Risques de radioactivité en surface : les radionucléides du réservoir souterrain sont ramenés en surface. Les études menées à Bruchsal (Allemagne) et Soultz sous Forêts (France) ont montré une dominance des isotopes du radium.

Comme le radium ne semble pas supporté par les nucléides parents, il s’établit un état radioactif déséquilibré dans le fluide géothermal. Cette situation semble identique, quelles que soient les roches du réservoir. Le radium peut être transporté dans les équipements de surface et incorporé sous forme de précipitations de sulfate de baryum/strontium.

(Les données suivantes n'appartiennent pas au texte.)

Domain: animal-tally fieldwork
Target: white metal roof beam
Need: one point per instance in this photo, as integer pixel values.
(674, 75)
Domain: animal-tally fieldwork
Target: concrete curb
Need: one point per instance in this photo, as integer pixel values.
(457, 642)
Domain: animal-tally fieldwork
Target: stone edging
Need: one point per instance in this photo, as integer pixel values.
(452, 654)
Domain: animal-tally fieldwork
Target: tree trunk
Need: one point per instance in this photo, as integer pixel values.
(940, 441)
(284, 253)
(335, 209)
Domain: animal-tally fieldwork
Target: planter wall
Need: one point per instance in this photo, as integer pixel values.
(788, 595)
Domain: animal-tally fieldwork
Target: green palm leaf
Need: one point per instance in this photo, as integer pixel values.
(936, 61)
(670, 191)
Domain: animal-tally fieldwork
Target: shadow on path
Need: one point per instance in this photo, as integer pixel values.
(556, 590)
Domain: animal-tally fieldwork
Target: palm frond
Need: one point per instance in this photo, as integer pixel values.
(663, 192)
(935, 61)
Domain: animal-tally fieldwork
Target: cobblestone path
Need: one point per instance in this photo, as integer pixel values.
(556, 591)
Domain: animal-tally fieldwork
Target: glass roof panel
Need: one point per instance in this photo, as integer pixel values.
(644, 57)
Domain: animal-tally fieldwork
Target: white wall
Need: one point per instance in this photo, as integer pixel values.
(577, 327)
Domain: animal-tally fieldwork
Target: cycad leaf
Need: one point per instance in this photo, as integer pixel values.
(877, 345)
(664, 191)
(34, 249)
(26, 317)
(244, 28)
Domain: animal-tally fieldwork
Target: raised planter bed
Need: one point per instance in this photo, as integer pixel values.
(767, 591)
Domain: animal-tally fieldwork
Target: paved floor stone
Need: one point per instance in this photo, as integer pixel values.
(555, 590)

Les déchets produits par cette installation sont classés nucléaires. Ils doivent être évacués selon les normes fixés par l’Agence de Sécurité nucléaire et stockés comme déchets finaux par les normes prévues pour ce type de déchets.

 La situation au coeur du port aux pétroles : le risque le plus important est celui d’un incendie ou d’une explosion des produits stockés ou utilisés. A Soultz sous Forêts, le fluide frigorifique est de l’isobutane, hautement inflammable et explosif qui a conduit à classer l’installation ATEX (ATmosphère EXplosive). Le dossier FONROCHE est muet sur ce plan. Comment autoriser une installation ATEX à quelques dizaines de mètres de cuves de stockage de produits pétroliers et chimiques, eux-mêmes hautement inflammables et/ou explosifs, et même toxiques ? Ce risque n’est pas inclus dans le PPRT du Port aux pétroles, bien que la convention d’utilisation du terrain ait été signée avant l’entrée en vigueur de ce PPRT.

La production électrique n’est qu’une composante de l’utilisation de la chaleur remontée depuis les profondeurs terrestres. Après avoir été utilisée dans une turbine, la chaleur résiduelle est destinée à chauffer l’eau d’un réseau de chaleur. Il semble que FONROCHE table sur la vente de calories pour le chauffage urbain de l’Esplanade. En hiver, la plus grande partie de cette chaleur résiduelle pourrait ainsi trouver une utilisation rationnelle.

Mais qu’en sera-t-il en été ? Il sera nécessaire de l’évacuer dans l’atmosphère avant le renvoi du fluide en profondeur. La vapeur d’eau émise viendra encore augmenter l’humidité de l’air produite par différentes industries à Strasbourg et à Kehl et influencer négativement le micro- climat local.

Le réservoir profond sera refroidi par le retour d’eau plus froide après passage dans les installations. Il est prévu qu’en 30 ans la chaleur résiduelle ne sera plus exploitable.

Quel sera alors l’effet sur le climat du refroidissement des sols à 4 ou 5000 mètres ?

Comment est assuré le financement ?

Le projet franco-allemand (GEOSTRAS) monté par FONROCHE et les deux entreprises allemandes ayant foré sur les sites mentionnés précédemment, avec les résultats que nous avons vus, a obtenu des subventions européennes pour 17 M€ pour réaliser les deux forages d’Eckbolsheim et du Port aux pétroles.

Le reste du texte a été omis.